O Estado de S.Paulo - Terça-feira, 19 de agosto de 2008

ter, 19/08/2008 - 12h18 | Do Portal do Governo

O Estado de S.Paulo

Entre a dor e o esquecimento, William Faulkner (1897-1962) preferia o Jack Daniel?s. O uísque é onipresente na visita do escritor americano ao Brasil, entre 9 e 14 de agosto de 1954. Arredio aos compromissos, Faulkner era o mais esperado do 1º Congresso Internacional de Escritores, em São Paulo, um dos eventos para comemorar o IV Centenário da cidade. Uma das versões conta que ele andava com o cabelo empapado de água para amenizar a bebedeira.
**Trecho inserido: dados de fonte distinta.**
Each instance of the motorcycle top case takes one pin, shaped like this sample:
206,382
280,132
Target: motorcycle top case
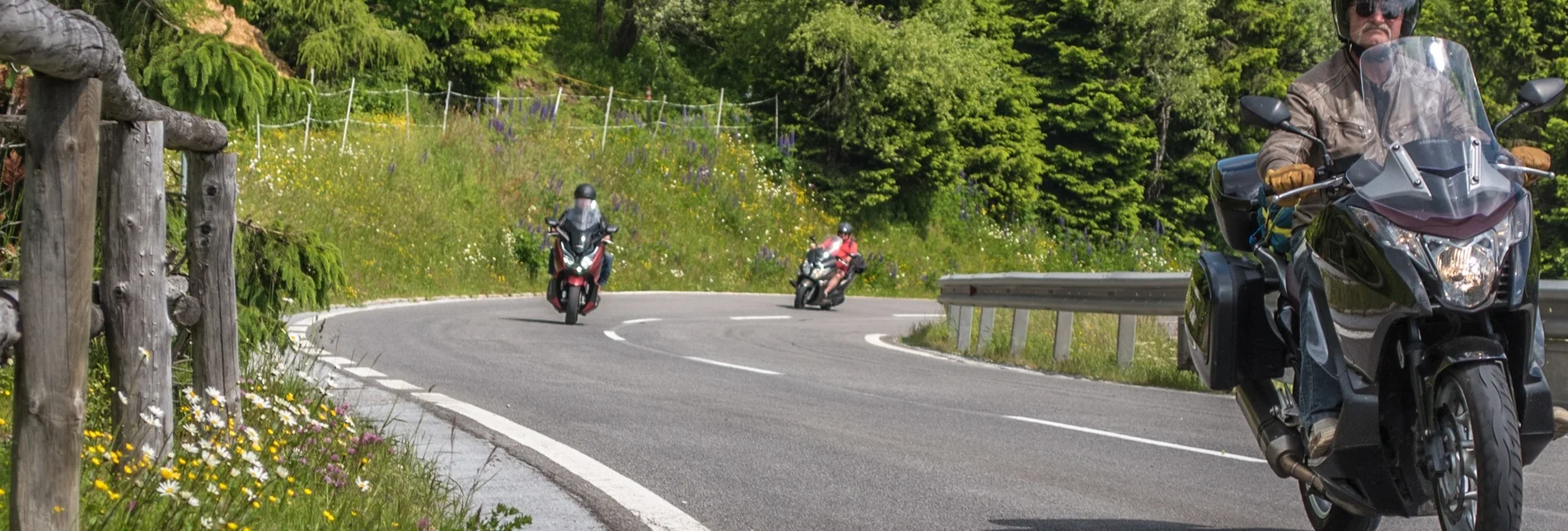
1229,321
1233,190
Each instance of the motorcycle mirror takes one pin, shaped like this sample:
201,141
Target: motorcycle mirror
1264,112
1542,93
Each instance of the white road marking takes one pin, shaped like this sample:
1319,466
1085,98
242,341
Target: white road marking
364,373
733,366
399,385
654,511
1139,439
336,362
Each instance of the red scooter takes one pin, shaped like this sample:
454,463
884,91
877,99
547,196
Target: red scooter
576,261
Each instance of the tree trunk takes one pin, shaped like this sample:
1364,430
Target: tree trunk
57,298
73,45
133,289
209,234
1153,190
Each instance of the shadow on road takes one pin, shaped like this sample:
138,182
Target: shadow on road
541,321
1107,525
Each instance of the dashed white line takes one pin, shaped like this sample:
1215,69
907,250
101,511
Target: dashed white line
734,366
1139,439
648,506
399,385
364,373
336,362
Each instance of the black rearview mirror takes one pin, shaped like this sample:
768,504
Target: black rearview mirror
1264,112
1542,93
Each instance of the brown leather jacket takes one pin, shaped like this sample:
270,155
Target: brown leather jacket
1327,102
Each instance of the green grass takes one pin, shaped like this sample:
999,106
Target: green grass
449,214
316,465
1093,352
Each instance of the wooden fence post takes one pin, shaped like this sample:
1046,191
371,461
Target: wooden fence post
209,236
60,200
133,289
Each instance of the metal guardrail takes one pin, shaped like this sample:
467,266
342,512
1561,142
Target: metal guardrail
1130,296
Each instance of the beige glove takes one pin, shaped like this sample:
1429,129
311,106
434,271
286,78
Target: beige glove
1290,178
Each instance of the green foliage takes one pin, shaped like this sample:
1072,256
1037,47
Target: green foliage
338,38
206,76
278,269
480,45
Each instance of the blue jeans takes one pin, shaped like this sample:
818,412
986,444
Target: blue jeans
1318,397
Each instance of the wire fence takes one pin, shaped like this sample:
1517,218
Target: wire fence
582,112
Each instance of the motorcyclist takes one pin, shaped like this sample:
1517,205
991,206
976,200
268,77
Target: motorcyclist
845,250
585,206
1327,102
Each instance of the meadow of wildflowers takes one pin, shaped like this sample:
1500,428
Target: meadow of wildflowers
297,461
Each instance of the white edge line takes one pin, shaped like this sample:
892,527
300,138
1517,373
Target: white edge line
1139,439
366,373
734,366
399,385
648,506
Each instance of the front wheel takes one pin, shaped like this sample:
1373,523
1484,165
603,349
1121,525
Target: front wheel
1482,481
573,303
1325,515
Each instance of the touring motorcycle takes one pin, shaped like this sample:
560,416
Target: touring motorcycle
1424,274
817,269
578,258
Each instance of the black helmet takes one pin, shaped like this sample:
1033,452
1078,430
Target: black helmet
1408,8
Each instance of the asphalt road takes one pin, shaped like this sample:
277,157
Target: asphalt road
844,434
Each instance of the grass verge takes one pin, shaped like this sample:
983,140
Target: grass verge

Essa estada é o tema do romance de estréia do carioca Antônio Dutra, vencedor do prêmio Meet 2008. Dias de Faulkner (Imprensa Oficial, 136 págs., R$ 25) será lançado no Salão de Idéias, da Bienal, hoje, às 19 h.

“Havia uma decepção com o papel dele nos trabalhos do congresso”, diz Dutra. Tudo o que envolvia o escritor americano parecia caminhar para o fracasso. A má vontade de Faulkner aumentava se as perguntas fossem sobre literatura – dizia que um ficcionista não deve ler muito pois pode perder a originalidade. O importante é escrever, sem pensar no sucesso proporcionado pela obra literária.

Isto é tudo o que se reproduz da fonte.